MUHAMMET EMİN AKBAŞOĞLU (Çankırı) – Bu noktada da gerektiğinde bu değerlendirmenin yapılacağını ifade ediyor Sayın Cumhurbaşkanımız. Aynı şeyi söylüyoruz ama siz yanlış anlamışsınız. Siz çarpıtmaya çalışıyorsunuz.

(Mikrofon otomatik cihaz tarafından kapatıldı)

HAKKI SARUHAN OLUÇ (İstanbul) – “Aldatmayın milleti.” diyor, “Aldatmayın.” diyor.

BAŞKAN – Sayın Oluç, bir dakika...

HAKKI SARUHAN OLUÇ (İstanbul) – Sataşıyor efendim, “çarpıtma” diyor.

BAŞKAN – Teşekkür ediyoruz.

Sayın Usta...

ENGİN ÖZKOÇ (Sakarya) – Size diyor ki: “Aldatmayın milleti.”

HAKKI SARUHAN OLUÇ (İstanbul) – Cumhurbaşkanı “Aldatmayın milleti.” diye size seslenmiş, size, bana değil; “Aldatmayın.” diyor ya. Ayıptır ya!

MUHAMMET EMİN AKBAŞOĞLU (Çankırı) – Öyle demiyor, öyle demiyor; size söylüyor, size söylüyor, size.

ENGİN ÖZKOÇ (Sakarya) – Cumhurbaşkanından rica edelim “Sayın Akbaşoğlu” diye oraya bir başlık açsın.

BAŞKAN – Sayın Usta...

37.- Samsun Milletvekili Erhan Usta’nın, Çankırı Milletvekili Muhammet Emin Akbaşoğlu’nun yaptığı açıklamasındaki bazı ifadelerine ilişkin açıklaması

ERHAN USTA (Samsun) – Teşekkür ederim Sayın Başkan.

Yani biz beş dakika konuştuğumuzda Sayın AK PARTİ’li milletvekili arkadaş bize “Biraz kısa kesebilir misiniz?” dedi, Sayın Akbaşoğlu on iki dakikada daha tamamlayamadı. Zaten gün içerisinde de biliyoruz, her konuşmadan sonra yanınızdaki Grup Başkan Vekili söz alıyor. Gerçi, bizim ondan bir rahatsızlığımız yok, toplum herkesin puanını veriyor, o ayrı bir konu da ama lütfen, istirham ederim, bundan sonra, biz konuşurken bize oradan işaret yapmayın.

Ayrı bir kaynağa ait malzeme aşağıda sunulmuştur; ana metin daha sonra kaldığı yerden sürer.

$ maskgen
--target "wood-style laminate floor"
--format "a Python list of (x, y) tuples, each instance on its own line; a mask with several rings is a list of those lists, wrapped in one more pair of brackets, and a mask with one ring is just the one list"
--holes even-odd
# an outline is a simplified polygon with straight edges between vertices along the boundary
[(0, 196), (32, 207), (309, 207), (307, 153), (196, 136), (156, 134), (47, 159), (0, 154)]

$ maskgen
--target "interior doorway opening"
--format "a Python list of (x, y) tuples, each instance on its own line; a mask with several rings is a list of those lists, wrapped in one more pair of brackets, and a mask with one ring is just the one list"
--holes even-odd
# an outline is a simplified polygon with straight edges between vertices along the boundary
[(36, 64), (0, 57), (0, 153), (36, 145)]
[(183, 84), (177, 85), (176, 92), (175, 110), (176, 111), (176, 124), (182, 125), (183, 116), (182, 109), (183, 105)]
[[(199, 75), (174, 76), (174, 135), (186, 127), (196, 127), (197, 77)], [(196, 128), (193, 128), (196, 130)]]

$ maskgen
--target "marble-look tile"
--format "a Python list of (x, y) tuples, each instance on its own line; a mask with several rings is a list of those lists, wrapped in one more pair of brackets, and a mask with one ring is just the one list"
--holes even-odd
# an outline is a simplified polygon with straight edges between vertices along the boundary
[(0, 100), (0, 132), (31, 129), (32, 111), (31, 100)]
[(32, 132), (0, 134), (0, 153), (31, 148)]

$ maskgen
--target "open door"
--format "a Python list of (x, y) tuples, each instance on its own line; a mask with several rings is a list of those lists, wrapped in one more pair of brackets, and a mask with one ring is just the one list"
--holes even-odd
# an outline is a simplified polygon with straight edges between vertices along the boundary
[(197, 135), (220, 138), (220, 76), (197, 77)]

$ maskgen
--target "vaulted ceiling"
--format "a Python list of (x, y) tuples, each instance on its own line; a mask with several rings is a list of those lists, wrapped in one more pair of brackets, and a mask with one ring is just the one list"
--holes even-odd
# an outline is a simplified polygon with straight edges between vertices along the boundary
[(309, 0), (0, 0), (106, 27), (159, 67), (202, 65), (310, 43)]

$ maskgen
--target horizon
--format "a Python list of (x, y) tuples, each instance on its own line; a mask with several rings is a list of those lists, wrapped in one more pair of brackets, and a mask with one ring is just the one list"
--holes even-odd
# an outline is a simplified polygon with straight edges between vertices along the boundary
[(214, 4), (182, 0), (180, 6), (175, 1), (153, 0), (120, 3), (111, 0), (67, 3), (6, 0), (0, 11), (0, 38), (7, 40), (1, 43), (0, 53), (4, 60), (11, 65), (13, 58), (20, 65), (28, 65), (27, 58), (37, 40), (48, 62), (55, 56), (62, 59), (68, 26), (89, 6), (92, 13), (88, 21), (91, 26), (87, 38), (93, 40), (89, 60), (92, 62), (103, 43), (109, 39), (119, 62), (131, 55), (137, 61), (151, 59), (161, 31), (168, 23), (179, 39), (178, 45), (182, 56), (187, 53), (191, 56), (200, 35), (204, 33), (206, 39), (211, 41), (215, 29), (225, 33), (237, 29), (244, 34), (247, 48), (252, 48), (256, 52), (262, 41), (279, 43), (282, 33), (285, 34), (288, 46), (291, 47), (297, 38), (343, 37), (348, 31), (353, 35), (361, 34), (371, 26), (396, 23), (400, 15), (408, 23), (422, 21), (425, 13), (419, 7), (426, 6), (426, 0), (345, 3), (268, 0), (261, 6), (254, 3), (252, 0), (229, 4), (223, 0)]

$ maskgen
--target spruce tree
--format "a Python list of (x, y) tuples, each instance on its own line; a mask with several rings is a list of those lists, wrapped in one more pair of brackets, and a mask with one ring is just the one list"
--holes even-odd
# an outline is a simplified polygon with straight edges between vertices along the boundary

Şimdi, Sayın Akbaşoğlu konuyu...

MİHRİMAH BELMA SATIR (İstanbul) – Sayın Başkan, ben...

BAŞKAN – Hayır, bir dakika...

Sayın Usta diyor ki: “Ben konuşurken orada bulunan değerli milletvekili ‘Az konuşun.’ dedi diye, ona cevap veriyorum.”

ERHAN USTA (Samsun) – Burada Başkan var.

FAHRETTİN YOKUŞ (Konya) – Bir de şiir okusun efendim, eksik kaldı, şiir okusun.

MİHRİMAH BELMA SATIR (İstanbul) – Evet, ben İç Tüzük’ü hatırlattım Sayın Başkan, İç Tüzük’ü hatırlattım.

ENGİN ÖZKOÇ (Sakarya) – Muhammet Akbaşoğlu’na da hatırlatın.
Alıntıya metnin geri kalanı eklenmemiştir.